Introduction to Data Routing
Overview of Data Routing
Today, we’re discussing the data routing feature, which you’re probably familiar with. This is how Graylog works currently: data comes from the log source to the input, then either stream rules or pipeline rules send it to the appropriate stream. From there, Illuminate does its processing, and the pipeline bus processes the data. The data then lands in the stream, and from there, it goes to any attached outputs and OpenSearch.
Data Routing Enhancements
Addition of Multi-Destination Routing
What we’ve added today is a new feature called “Routing.” It’s like a multi-splitter, allowing you to turn on or off any of three different destinations. We’ve also added filter rules, which act as exclusions, giving us even finer control over where messages in a stream are sent.
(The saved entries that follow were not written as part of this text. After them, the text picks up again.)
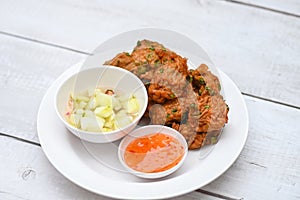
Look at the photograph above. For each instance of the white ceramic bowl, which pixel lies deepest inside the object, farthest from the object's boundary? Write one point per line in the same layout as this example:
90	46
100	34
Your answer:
103	77
145	131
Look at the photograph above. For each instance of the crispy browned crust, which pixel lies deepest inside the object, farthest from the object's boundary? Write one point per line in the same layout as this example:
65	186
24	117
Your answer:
186	100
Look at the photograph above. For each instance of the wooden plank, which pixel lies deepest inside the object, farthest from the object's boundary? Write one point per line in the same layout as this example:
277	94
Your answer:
27	174
268	167
26	71
257	48
289	7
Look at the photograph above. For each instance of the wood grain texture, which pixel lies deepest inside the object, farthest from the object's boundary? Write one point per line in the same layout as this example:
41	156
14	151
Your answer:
268	167
285	6
258	49
26	71
27	174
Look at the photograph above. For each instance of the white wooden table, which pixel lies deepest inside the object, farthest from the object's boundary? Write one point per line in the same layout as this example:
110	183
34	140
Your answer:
256	43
Data Warehouse as a New Destination
You’ll notice a new destination: the Data Warehouse. This is essentially a data lake where customers can store data they don’t actively need but want to keep for compliance reasons. The data in the Data Warehouse doesn’t count against their license, making it an economical storage option for less critical data.
Routing, Filtering, and Practical Examples
Simple Overview of the Process
To summarize, we process the data, then we route it, then we filter it, and finally, it goes to one of the destinations.
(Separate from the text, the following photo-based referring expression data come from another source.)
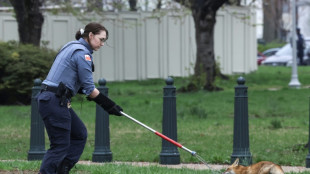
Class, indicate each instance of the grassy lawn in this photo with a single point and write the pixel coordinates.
(278, 122)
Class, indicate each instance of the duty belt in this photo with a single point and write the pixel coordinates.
(54, 89)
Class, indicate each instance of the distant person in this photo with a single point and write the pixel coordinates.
(71, 73)
(300, 47)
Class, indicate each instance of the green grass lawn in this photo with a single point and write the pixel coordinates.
(278, 121)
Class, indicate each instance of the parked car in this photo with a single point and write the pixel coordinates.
(283, 57)
(262, 56)
(270, 52)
Configuring Routing in Graylog
Let me show you what this looks like in practice. We have a list of streams, and for each stream, we can see whether routing is already turned on. For example, in the default stream, we see which destinations the data is being routed to. By default, data is routed to the index set, but not to the Data Warehouse or outputs. If I want to route data to the Data Warehouse, I can simply turn it on, and the data will now also be saved there.
Data Warehouse and Filtering Rules
Viewing Data in the Data Warehouse
Every five minutes or so, you can see updates in the Data Warehouse, such as the number of messages, file sizes, and timestamps. This reassures us that the data is being properly saved.
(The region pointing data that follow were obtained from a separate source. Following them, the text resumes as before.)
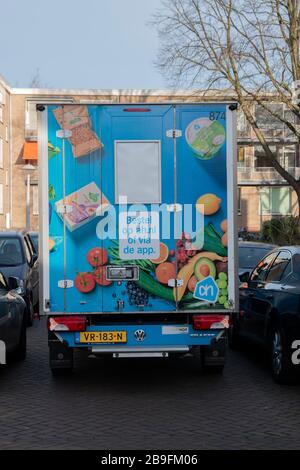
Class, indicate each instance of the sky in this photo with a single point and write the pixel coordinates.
(80, 43)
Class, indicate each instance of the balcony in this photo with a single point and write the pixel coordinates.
(254, 176)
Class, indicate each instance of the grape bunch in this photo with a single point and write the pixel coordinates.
(137, 296)
(223, 289)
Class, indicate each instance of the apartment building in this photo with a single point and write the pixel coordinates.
(262, 193)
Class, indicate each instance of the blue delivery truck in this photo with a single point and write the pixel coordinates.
(137, 229)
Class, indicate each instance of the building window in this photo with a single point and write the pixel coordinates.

Excluding Data with Filter Rules
Next, we can use the filter rule interface to exclude specific data from going to a particular destination. For example, if we want to exclude certain HTTP messages, we can set up a rule that drops messages with a specific field, like “Source.” With this filter rule applied, those messages won’t be saved in the Data Warehouse.
Practical Example of License Management
Helping a Customer Reduce Data Usage
Let’s imagine a customer named Trent is upset about going over his license usage. He doesn’t need all his data, especially not the delete logs, so we can help him route those delete logs to the Data Warehouse instead of OpenSearch.
Configuring a Stream for Delete Logs
To do this, we go to the stream in question, like “Splendid Stream One,” and configure the routing. We add a filter rule to send only the delete logs to the Data Warehouse. After setting this up, if we search for those delete logs in OpenSearch, they won’t appear because they’ve been routed to the Data Warehouse instead.
Retrieving Data from the Data Warehouse
Bringing Data Back from the Data Warehouse
Now, if the customer needs to retrieve data from the Data Warehouse, for example, today’s data, we can easily do that. By clicking the “Retrieve” button for the stream in question, Graylog retrieves the data from the Data Warehouse. The retrieval process runs in the background, and within seconds, the data reappears in the stream, as if by magic.
Setting Up the Data Warehouse
Engineer’s Guide to Configuring the Data Warehouse
Finally, let’s walk through setting up the Data Warehouse. As an engineer helping a customer onboard, we go to the overview screen where we can configure the backend. Whether it’s a file system or an S3 bucket, setting it up is simple. Just provide the file path (which needs to be a shared network drive), name the Data Warehouse, and click “Activate”—and that’s it. The Data Warehouse is ready to use.